XML Connections

Thursday, July 31, 2008

XQuery for the SQL Programmer - Operators, functions and conditions

This is our fourth post in the XQuery for the SQL programmer series. Today we'll have a closer look at the SQL functions, operators, and conditions used in where clauses. And of course we'll explain how to accomplish the same in XQuery.

Comparisons

All of us are using comparison operators frequently in SQL, especially equality (=). Not surprising, we've been using it already a few times in examples of previous posts of this series.

Select all motorcycles,

select *
from ITEMS
where DESCRIPTION = 'Motorcycle'

is written in XQuery as follows,

for $item in collection("ITEMS")/ITEMS
where $item/DESCRIPTION = "Motorcycle"
return $item

Looks like = in SQL is the same as = in XQuery, but actually that is not entirely true. In SQL the comparison operators are used to compare two values. In XQuery, the comparisons operate on sequences of values and as such have existential behavior. A few examples of = in XQuery,

  • 1 = 2 evaluates to false
  • 1 = (1,2) evaluates to true
  • 1 != (1,2) evaluates to true
Note the last two comparisons, they illustrate that = and != are not the inverse of each other. Another consequence of the existential behavior, equality is not transitive in XQuery.
  • (1,2) = (2,3) evaluates to true
  • (2,3) = (3,4) evaluates to true
  • But (1,2) = (3,4) evaluates to false!
In XQuery we call these operators (=, !=, <, <=, > and >=) general comparisons. In addition XQuery also has value comparisons (eq, ne, lt, le, gt, ge), which are used to compare single values. Although they have a different syntax, these value comparisons are equivalent to the SQL comparison operators. The example above could thus also be written as follows,

for $item in collection("ITEMS")/ITEMS
where $item/DESCRIPTION eq "Motorcycle"
return $item/ITEMNO

Arithmetic operators

A lot of analogy between the arithmetic operators in SQL and XQuery. +, - and * are equivalent.
Where SQL uses the / operator for divisions, this is not possible in XQuery. Remember that / is used in path expressions. So XQuery has a div operator.

IN clause

Note the similarity, to some extend, between the IN condition as known in SQL with XQuery's equality general comparison.

select ITEMNO
from ITEMS
where DESCRIPTION in ('Motorcycle', 'Bicycle')

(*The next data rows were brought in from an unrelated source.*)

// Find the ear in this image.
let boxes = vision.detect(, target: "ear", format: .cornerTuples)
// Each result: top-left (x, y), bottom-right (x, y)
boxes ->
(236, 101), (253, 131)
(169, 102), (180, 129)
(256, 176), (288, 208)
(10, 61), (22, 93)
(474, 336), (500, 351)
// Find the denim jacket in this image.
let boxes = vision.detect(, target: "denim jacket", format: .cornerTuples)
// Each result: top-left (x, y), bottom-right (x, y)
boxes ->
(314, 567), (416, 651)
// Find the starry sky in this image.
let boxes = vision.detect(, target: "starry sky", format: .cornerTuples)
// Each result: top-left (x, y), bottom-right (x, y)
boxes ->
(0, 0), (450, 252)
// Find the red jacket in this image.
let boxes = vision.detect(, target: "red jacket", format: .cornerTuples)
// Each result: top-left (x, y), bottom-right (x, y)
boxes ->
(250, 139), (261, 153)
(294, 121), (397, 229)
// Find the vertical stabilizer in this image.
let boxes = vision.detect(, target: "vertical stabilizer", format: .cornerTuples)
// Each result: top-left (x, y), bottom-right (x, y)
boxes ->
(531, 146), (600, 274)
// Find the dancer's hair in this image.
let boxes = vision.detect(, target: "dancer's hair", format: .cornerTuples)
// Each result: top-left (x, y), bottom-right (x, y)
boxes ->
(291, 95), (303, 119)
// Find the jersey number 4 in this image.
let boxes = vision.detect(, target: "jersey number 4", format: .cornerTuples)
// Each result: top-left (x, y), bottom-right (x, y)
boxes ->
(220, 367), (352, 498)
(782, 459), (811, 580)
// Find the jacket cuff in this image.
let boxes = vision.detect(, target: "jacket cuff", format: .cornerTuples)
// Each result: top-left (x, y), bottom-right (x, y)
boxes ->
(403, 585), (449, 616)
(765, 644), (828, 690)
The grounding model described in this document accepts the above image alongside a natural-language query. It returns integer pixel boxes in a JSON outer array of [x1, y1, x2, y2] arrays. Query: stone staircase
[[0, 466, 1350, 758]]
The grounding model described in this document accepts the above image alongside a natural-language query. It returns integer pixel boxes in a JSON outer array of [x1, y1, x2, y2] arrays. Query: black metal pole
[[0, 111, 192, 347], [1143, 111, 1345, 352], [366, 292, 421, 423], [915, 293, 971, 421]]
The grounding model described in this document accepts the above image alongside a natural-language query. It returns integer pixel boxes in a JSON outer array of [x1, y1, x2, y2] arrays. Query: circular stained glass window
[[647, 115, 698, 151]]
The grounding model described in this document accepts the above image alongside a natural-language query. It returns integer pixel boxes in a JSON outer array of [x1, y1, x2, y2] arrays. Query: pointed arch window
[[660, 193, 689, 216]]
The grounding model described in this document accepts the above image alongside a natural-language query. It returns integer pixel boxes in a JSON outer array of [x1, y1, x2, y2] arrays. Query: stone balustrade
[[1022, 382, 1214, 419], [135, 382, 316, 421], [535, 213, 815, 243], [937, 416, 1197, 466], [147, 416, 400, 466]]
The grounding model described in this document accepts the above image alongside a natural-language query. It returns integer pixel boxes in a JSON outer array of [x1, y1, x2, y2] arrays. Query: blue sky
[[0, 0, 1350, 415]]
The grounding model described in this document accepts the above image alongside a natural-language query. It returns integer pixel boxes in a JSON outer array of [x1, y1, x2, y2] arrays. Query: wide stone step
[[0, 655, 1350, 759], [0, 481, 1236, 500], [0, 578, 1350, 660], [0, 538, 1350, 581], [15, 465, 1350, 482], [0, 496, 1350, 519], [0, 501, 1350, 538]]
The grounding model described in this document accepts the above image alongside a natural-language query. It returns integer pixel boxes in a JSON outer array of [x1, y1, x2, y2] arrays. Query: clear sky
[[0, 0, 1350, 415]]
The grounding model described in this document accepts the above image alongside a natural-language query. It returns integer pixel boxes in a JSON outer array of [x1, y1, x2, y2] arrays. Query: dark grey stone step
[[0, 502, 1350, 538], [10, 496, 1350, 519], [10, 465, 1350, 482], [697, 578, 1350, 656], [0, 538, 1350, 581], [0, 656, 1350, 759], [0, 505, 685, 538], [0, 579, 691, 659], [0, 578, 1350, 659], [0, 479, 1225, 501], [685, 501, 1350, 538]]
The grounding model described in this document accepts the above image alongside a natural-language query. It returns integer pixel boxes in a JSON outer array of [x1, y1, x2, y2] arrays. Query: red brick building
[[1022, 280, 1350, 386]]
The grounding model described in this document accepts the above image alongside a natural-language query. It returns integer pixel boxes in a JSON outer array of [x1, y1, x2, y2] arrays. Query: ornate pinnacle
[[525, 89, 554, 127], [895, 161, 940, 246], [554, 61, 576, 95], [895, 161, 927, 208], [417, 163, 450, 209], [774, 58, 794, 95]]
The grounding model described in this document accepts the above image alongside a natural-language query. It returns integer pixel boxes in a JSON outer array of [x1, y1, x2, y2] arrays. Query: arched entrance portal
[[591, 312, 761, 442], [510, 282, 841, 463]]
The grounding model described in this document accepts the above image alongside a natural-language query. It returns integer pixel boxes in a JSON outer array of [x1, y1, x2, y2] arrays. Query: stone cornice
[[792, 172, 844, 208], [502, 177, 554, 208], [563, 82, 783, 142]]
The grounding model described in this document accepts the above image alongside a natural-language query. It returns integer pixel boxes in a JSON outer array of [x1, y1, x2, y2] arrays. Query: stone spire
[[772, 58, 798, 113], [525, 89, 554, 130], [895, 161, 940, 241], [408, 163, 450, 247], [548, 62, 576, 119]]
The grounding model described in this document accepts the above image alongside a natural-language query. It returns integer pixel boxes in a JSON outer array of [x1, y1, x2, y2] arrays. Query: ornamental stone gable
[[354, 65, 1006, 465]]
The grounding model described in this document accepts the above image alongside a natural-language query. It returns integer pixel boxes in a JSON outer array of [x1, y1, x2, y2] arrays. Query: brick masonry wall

Can be written in XQuery using a general comparison,

for $item in collection("ITEMS")/ITEMS
where $item/DESCRIPTION = ("Motorcycle", "Bicycle")
return $item/ITEMNO

XQuery doesn't have a dedicated construct like the SQL IN condition. As we will see throughout this post, in XQuery we take advantage of the rich set of built-in functions and operators to accomplish the same as with some of the specific SQL constructs.

LIKE condition

Take for example, the LIKE condition, frequently used in where clauses. XQuery doesn't have the concept of a LIKE condition, but the rich set of functions includes equivalents.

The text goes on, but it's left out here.